Inoltre, consiglio di non sottovalutare la parte di ‘Impact’ e ‘Implementation’ che forse per noi accademici non è così immediata da prevedere (almeno per me, è stata la parte più difficile). Ad esempio, bisogna definire già che database si intende usare, il numero di interviste, il nome delle conferenze e delle riviste a cui si presenteranno i risultati, prevedere i rischi etc….

Bisogna anche esplicitare chiaramente quali sono i ritorni della ricerca per la società (quindi grande attenzione alle implicazioni di policy) ma anche per la disciplina e per il ricercatore stesso (ad esempio a che punto della carriera si colloca questo progetto e come il ricercatore ne beneficerà in termini pratici: 1 libro, un concorso da ricercatore, la creazione di un laboratorio, etc…).

Per cambiare argomento: come l’ambiente universitario negli States? Quali sono le principali differenze con il nostro mondo accademico? 
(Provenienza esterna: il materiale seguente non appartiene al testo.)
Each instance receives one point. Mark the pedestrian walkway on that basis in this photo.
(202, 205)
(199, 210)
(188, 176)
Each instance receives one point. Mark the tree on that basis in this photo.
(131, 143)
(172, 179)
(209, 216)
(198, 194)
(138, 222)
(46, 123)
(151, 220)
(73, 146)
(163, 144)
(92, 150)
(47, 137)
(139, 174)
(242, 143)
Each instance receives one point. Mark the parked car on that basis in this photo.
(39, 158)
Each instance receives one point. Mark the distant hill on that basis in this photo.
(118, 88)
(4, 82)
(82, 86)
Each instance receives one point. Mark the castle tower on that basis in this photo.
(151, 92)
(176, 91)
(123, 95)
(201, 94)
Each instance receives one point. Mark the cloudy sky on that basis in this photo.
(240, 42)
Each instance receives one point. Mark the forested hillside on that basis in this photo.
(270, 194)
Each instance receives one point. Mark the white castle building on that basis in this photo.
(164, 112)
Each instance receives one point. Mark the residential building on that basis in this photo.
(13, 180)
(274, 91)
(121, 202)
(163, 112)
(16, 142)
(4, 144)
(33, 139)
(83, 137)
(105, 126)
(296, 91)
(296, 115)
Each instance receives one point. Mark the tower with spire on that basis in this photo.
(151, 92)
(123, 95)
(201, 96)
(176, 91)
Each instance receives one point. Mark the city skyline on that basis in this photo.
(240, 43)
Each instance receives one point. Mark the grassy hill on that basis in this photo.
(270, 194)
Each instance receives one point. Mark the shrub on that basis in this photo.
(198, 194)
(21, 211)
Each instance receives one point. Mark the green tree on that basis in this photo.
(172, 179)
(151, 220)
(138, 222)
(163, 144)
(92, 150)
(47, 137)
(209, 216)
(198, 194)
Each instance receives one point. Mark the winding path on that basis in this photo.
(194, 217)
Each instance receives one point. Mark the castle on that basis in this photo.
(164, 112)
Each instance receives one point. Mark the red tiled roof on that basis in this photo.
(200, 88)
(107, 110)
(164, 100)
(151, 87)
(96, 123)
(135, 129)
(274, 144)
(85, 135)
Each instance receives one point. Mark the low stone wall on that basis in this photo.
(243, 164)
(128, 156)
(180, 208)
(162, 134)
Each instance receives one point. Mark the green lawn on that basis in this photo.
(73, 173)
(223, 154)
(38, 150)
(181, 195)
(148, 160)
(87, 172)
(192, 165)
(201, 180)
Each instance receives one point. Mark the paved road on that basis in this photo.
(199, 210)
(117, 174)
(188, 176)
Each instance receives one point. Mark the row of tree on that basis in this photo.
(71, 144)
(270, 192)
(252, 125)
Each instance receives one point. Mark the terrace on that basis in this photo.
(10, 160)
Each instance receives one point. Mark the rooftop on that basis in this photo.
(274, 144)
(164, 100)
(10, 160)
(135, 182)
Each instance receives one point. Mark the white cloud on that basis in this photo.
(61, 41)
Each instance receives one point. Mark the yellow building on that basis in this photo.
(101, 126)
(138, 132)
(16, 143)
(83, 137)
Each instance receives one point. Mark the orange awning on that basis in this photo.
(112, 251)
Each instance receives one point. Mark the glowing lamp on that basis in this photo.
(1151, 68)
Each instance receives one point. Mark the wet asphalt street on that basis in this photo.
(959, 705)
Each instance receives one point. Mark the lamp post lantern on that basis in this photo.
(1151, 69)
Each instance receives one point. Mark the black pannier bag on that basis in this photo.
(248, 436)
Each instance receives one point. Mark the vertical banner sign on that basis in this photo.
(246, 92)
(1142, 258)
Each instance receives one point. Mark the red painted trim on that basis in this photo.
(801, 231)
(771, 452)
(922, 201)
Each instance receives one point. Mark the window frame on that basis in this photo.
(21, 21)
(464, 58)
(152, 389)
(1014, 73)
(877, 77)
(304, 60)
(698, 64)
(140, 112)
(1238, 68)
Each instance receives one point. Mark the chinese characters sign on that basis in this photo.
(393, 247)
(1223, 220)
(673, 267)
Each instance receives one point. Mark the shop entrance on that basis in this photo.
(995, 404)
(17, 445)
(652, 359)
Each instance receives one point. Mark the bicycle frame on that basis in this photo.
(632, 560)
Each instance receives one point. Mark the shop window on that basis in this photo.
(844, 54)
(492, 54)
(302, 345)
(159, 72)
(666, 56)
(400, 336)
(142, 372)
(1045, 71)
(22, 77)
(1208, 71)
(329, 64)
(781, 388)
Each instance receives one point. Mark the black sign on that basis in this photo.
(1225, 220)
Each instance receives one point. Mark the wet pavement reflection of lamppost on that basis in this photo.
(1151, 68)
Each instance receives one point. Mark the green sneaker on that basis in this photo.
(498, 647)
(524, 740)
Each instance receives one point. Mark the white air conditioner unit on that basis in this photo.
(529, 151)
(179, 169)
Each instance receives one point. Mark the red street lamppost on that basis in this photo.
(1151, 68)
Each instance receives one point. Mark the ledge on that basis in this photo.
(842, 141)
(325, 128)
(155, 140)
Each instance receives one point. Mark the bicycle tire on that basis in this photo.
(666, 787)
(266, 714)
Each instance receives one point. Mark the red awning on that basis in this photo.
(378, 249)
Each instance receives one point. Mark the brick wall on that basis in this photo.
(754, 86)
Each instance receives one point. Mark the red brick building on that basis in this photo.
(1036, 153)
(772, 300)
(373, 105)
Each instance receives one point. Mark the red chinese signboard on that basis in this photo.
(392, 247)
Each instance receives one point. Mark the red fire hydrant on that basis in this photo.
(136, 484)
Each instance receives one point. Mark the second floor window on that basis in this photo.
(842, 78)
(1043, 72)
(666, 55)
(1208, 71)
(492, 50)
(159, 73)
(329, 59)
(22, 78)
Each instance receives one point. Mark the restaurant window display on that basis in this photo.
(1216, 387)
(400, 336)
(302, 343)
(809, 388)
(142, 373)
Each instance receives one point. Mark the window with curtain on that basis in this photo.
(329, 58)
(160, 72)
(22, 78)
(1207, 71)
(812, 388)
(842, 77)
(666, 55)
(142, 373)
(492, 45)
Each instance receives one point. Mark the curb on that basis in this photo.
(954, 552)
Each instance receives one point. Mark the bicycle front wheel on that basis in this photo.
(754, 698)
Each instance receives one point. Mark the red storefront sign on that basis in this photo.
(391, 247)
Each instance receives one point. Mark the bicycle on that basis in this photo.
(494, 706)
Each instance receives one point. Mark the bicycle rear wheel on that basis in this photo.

Il sistema universitario americano è profondamente differenziato, e non posso parlare per tutto il sistema, posso solo portare la mia esperienza in una università privata di élite come Stanford.

In realtà la mia attuale condizione di visiting postdoc non mi ha dato la possibilità di integrarmi proprio del tutto nell’organizzazione, nel bene e nel male. Quindi sono molto contenta di svolgere il mio lavoro in autonomia con il mio supervisor e di godere di un mio ufficio personale. Dall’altro lato però non è facilissimo interagire con gli altri ricercatori o faculty members, pur partecipando a seminari, workshop e anche alle attività sociali. Posso quindi solo dare una visione parziale del sistema.

In linea generale, da italiana, sono davvero impressionata dalla quantità di risorse e infrastrutture per la ricerca che hanno, ma non solo, anche da quanto tutto ‘funzioni’. Hanno infatti molte risorse ma è anche molto facile utilizzarle: l’apparato amministrativo è snello ed è davvero al servizio della ricerca. Inoltre, dal punto di vista scientifico qui si trovano tutti i grandi maestri: gli autori che ho studiato per anni e che ho sempre visto citati fra due parentesi, qui sono in carne e ossa ed è davvero facile avvicinarli. I seminari sono di piccole dimensioni, il clima è informale e rispettoso. Viene ascoltata l’opinione di tutti, anche del dottorando più giovane con grande rispetto. Dall’altro lato c’è anche molta competizione. In generale la società americana è basata sul mercato e la competizione e l’ambiente accademico non è da meno, c’è una grande pressione ad ogni livello. E purtroppo è un po’ la direzione che si sta prendendo anche in Italia per le posizioni non strutturate, visti i ridottissimi investimenti nell’Università. La differenza è che qui a Stanford si compete per posizioni prestigiose e fondi consistenti, mentre in Italia si compete spesso per posizioni subalterne e dalle ridottissime risorse.

Hai dei suggerimenti pratici per tutti i colleghi che decidono di andare a fare un’esperienza fuori? Grazie per il tempo che ci hai dedicato!

Se mai ce ne fosse ancora bisogno consiglio sicuramente a tutti coloro che ne hanno la possibilità di cogliere l’occasione, qualunque essa sia, di svolgere un periodo all’estero. Soprattutto a dottorandi/e, per me è stato un momento di svolta fondamentale. È altamente formativo dal punto di vista professionale, sia per ragioni tecniche (si imparano nuove ‘cose’) sia di networking, perché si creano delle reti che poi torneranno utili nel corso di tutta la carriera. Ma lo consiglio anche dal punto di vista personale: apre la mente, obbliga ad uscire dagli schemi consolidati e a rimettersi in gioco. Per quanto riguarda gli aspetti pratici non saprei, ogni paese ha le sue regole di immigrazione e ogni università le proprie regole di visiting. In linea generale mi sento di raccomandare di non chiudersi in biblioteca a fare la propria ricerchina ma di iscriversi a tutti i seminari, workshop, talk e tutto quello che viene offerto, per sfruttare appieno le possibilità che il luogo ha da offrire.

Grazie per il tempo che ci hai dedicato!